I was able to negotiate with the owner John Kosmas and get some concessions. I got the price down to $500000. And at that price he agreed to bring the ship into compliance with SOLAS 2005 and also to include new paint topside. The ship was fairly well furnished even including bed linen but the ship had been laid up for years. Its most recent service was in the Mediterranean and Black Seas. Cruise ships that trade exclusively in the Mediterranean and Black Seas tend to have smaller cabins and fewer amenities than the typical cruise ships that frequent the Caribbean. The bottom line is that this ship was an economy model not a luxury model. When I was inspecting the engine room I asked for the engine log. When I opened it I noticed all the entries were in Greek. I was able to discern some dates and other data that told me when the ship was last in service but I could not read the Greek entries so I handed the engine log back to the ship owner and told him It`s all Greek to me. Being Greek Mr. Kosmas failed to find the humor in that.
The looming SOLAS 2010 implementation date offers both perils and opportunities. The biggest peril is the possibility that the expense to bring a ship into full compliance with international standards will be greater than the value of the ship. However there is a silver lining in this cloud. This pending SOLAS implementation date has already started to show up as a primary factor in the asking and selling prices of ships on the market today.
Standard inside cabin. This type of cabin has no windows and is located on the inside corridor.
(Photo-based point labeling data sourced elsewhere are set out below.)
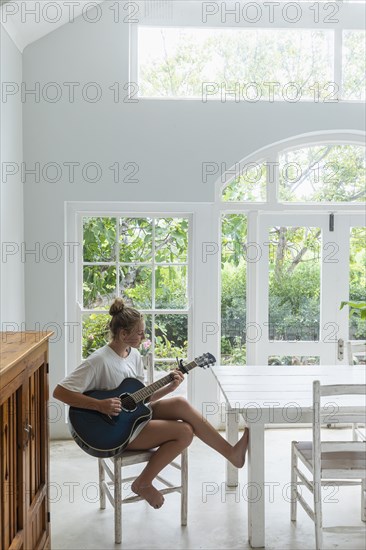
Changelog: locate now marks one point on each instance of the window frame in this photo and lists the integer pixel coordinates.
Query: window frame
(189, 15)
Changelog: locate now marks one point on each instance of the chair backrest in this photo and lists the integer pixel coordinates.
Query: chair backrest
(148, 362)
(329, 412)
(356, 348)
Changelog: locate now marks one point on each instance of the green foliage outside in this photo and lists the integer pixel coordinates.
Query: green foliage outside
(183, 59)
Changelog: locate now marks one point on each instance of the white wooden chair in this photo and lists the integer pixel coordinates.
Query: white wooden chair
(329, 463)
(112, 469)
(356, 349)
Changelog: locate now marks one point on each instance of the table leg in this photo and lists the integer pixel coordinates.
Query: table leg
(232, 433)
(255, 490)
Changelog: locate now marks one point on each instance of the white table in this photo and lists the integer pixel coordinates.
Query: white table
(274, 395)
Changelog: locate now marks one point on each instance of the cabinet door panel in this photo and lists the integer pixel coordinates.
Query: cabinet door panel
(36, 462)
(11, 472)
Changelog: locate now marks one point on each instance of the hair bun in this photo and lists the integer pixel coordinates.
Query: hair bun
(117, 307)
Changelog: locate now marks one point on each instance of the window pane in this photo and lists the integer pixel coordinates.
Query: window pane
(135, 238)
(257, 64)
(233, 289)
(95, 332)
(171, 337)
(99, 239)
(99, 286)
(294, 283)
(171, 287)
(293, 360)
(136, 286)
(323, 173)
(354, 65)
(250, 185)
(357, 288)
(171, 240)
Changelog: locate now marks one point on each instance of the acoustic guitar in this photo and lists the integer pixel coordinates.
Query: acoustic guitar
(105, 436)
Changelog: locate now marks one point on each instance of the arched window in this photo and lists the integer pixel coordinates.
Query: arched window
(323, 172)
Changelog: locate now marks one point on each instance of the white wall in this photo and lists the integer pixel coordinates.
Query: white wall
(168, 139)
(12, 313)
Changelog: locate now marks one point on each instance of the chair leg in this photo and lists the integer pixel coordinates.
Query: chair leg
(101, 485)
(184, 484)
(117, 500)
(354, 434)
(318, 521)
(293, 483)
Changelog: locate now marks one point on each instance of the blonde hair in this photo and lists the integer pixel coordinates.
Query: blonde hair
(123, 318)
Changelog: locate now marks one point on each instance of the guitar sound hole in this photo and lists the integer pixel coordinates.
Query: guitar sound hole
(128, 404)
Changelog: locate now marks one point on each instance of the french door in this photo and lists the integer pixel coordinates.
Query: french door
(303, 273)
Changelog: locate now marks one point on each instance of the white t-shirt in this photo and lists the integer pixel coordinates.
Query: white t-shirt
(104, 369)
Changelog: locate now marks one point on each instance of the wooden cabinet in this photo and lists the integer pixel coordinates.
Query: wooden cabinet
(24, 455)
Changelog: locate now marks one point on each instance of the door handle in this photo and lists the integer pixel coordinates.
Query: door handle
(340, 349)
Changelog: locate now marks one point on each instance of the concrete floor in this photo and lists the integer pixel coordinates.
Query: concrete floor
(216, 520)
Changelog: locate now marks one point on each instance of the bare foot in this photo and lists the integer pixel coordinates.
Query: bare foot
(239, 450)
(149, 493)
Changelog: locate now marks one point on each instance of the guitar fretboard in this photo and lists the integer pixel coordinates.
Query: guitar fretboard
(142, 394)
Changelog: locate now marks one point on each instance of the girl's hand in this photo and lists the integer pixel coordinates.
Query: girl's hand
(177, 379)
(111, 406)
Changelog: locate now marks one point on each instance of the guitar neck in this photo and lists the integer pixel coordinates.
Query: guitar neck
(147, 391)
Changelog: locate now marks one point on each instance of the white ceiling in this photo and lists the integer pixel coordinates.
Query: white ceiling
(25, 28)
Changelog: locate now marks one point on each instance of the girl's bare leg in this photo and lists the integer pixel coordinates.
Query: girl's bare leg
(171, 437)
(177, 408)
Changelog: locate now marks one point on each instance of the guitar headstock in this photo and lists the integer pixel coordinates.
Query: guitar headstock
(205, 360)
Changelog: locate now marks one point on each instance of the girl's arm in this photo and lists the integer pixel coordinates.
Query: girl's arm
(75, 399)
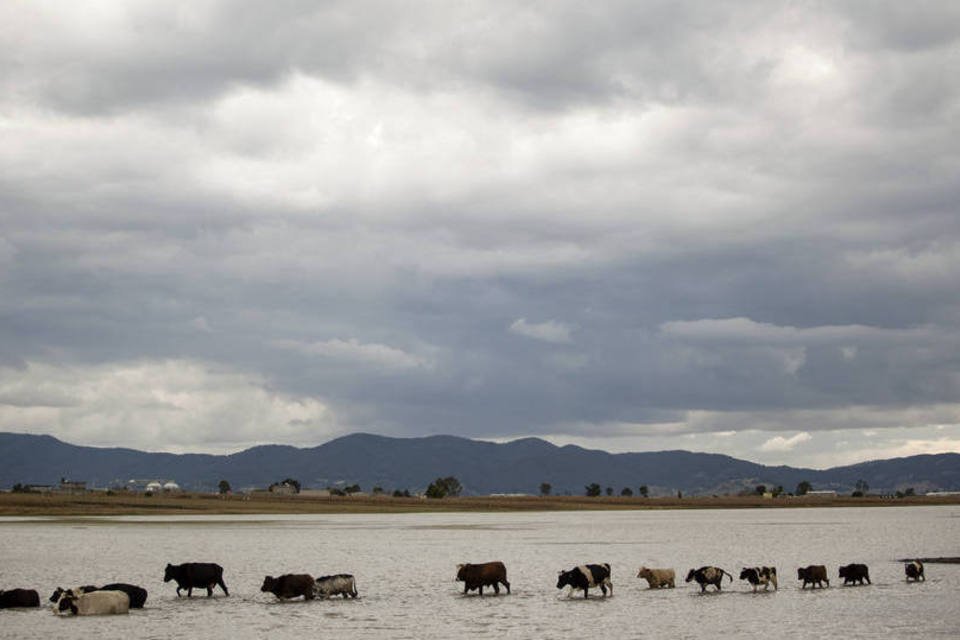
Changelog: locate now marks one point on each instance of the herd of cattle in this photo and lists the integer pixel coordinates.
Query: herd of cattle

It is usually carpeted and furnished with a telephone TV and air conditioning unit. The standard inside cabins of newer cruise liners includes a refrigerator small vault table loveseat and an Internet access. The bathroom has a shower but typically is small with no tub. It usually has a retractable clothesline for hanging wet garments to dry.
Cost is typically the primary concern of most travelers. The more amenities a cabin offers the more it will cost. For example cabins with a balcony typically cost 25% more than cabins with just a window. Windowless cabins cost far less but guests are left with no view. It is important to know what you are willing to live without on your trip. If a balcony is not that important then forego it to save money for entertainment or a future trip. Cabin sizes will differ on different cruise lines. The smallest rooms on larger cruise ships will be bigger than some of the larger rooms on smaller cruise ships. Many people prefer to get a smaller room and extend their vacation. After all the cabin is just a place to sleep. All of the fun and entertainment is above deck.
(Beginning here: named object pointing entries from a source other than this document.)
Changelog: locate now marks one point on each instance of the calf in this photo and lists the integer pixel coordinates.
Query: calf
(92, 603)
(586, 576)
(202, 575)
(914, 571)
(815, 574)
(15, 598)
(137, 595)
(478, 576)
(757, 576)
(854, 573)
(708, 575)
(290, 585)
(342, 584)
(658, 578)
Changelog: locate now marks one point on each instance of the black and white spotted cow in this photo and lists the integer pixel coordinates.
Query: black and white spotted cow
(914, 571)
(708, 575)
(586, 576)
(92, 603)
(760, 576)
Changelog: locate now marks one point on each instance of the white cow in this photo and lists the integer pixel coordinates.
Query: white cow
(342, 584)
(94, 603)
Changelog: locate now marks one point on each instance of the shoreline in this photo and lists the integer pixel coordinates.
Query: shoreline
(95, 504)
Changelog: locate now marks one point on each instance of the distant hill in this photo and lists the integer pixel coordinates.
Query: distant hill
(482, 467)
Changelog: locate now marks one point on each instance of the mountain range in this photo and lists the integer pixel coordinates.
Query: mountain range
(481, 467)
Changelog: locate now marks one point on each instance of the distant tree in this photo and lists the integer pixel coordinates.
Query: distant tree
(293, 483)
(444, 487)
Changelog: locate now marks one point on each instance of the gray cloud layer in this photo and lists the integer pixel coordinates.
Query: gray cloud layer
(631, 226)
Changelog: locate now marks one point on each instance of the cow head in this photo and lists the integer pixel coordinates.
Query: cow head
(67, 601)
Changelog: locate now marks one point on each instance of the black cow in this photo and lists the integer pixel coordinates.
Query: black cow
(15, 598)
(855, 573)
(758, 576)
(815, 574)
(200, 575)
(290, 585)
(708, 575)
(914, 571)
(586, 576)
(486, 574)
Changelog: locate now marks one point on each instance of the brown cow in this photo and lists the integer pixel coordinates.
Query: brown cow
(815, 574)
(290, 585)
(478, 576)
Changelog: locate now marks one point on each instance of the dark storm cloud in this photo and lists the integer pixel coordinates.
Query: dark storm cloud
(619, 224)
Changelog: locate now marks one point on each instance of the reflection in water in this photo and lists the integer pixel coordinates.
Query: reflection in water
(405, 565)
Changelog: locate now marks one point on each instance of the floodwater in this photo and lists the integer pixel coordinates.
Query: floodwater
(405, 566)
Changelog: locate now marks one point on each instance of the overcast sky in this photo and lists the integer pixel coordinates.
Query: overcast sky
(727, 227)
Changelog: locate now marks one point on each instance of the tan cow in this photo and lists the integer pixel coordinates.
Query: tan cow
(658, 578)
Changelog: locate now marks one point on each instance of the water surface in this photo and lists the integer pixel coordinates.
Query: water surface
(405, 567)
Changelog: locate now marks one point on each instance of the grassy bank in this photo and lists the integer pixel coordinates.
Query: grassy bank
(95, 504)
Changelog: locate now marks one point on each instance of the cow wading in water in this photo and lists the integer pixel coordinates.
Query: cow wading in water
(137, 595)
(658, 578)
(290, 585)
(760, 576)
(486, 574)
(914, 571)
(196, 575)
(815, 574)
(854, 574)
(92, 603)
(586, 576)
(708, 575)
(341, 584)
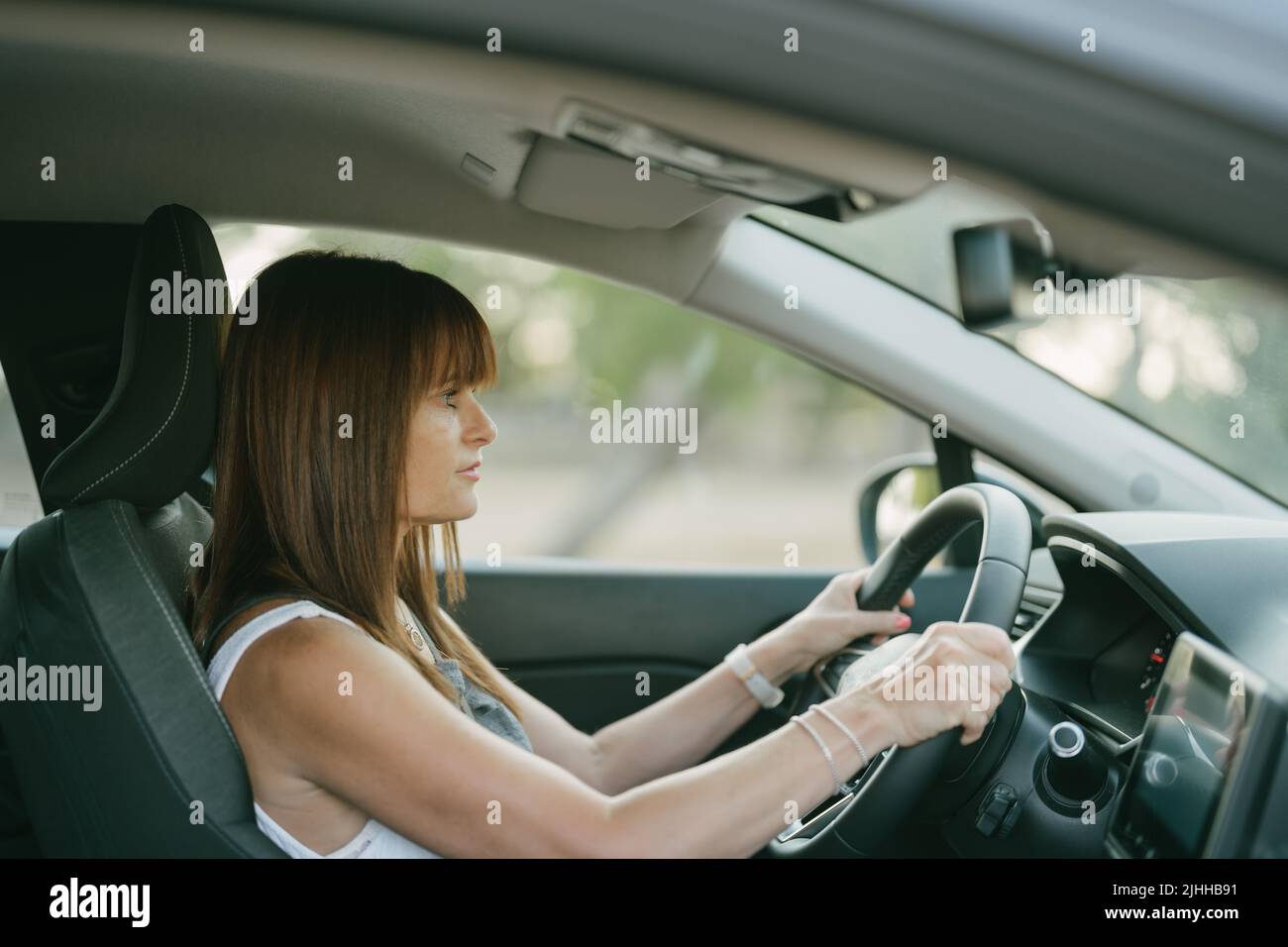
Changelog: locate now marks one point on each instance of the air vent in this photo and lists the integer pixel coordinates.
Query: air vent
(1034, 605)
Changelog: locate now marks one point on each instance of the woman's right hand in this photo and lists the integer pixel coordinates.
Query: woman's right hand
(954, 676)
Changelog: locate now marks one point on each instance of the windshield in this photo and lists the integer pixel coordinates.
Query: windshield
(1199, 361)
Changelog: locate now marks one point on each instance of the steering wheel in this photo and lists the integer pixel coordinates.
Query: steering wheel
(885, 795)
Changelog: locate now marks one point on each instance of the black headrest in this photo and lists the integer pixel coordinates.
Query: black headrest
(155, 434)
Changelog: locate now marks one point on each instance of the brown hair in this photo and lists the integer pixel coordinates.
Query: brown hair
(296, 504)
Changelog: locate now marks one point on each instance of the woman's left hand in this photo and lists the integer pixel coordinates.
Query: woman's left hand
(833, 618)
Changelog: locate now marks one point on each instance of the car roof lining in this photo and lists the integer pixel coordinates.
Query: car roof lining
(265, 114)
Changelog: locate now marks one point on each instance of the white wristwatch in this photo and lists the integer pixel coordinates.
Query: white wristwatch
(739, 661)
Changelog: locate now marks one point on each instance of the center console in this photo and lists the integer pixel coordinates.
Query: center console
(1205, 759)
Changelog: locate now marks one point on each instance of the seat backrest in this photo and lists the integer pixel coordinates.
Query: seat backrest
(140, 761)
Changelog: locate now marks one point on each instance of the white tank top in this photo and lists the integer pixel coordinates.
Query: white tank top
(374, 840)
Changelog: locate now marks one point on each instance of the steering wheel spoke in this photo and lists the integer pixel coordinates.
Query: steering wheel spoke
(881, 796)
At the economy end of the scale a co owner could buy 1% of an economical cruise ship for about $5000. However it is not necessary for all co owners to have equal shares in the ship. Ownership can easily be divided up into 1% increments. If one buyer wanted 5% then his cost of acquisition would be $25000. He would be entitled to 5% of the ship`s cabins and would have five votes on operations and management of the ship such as itinerary planning.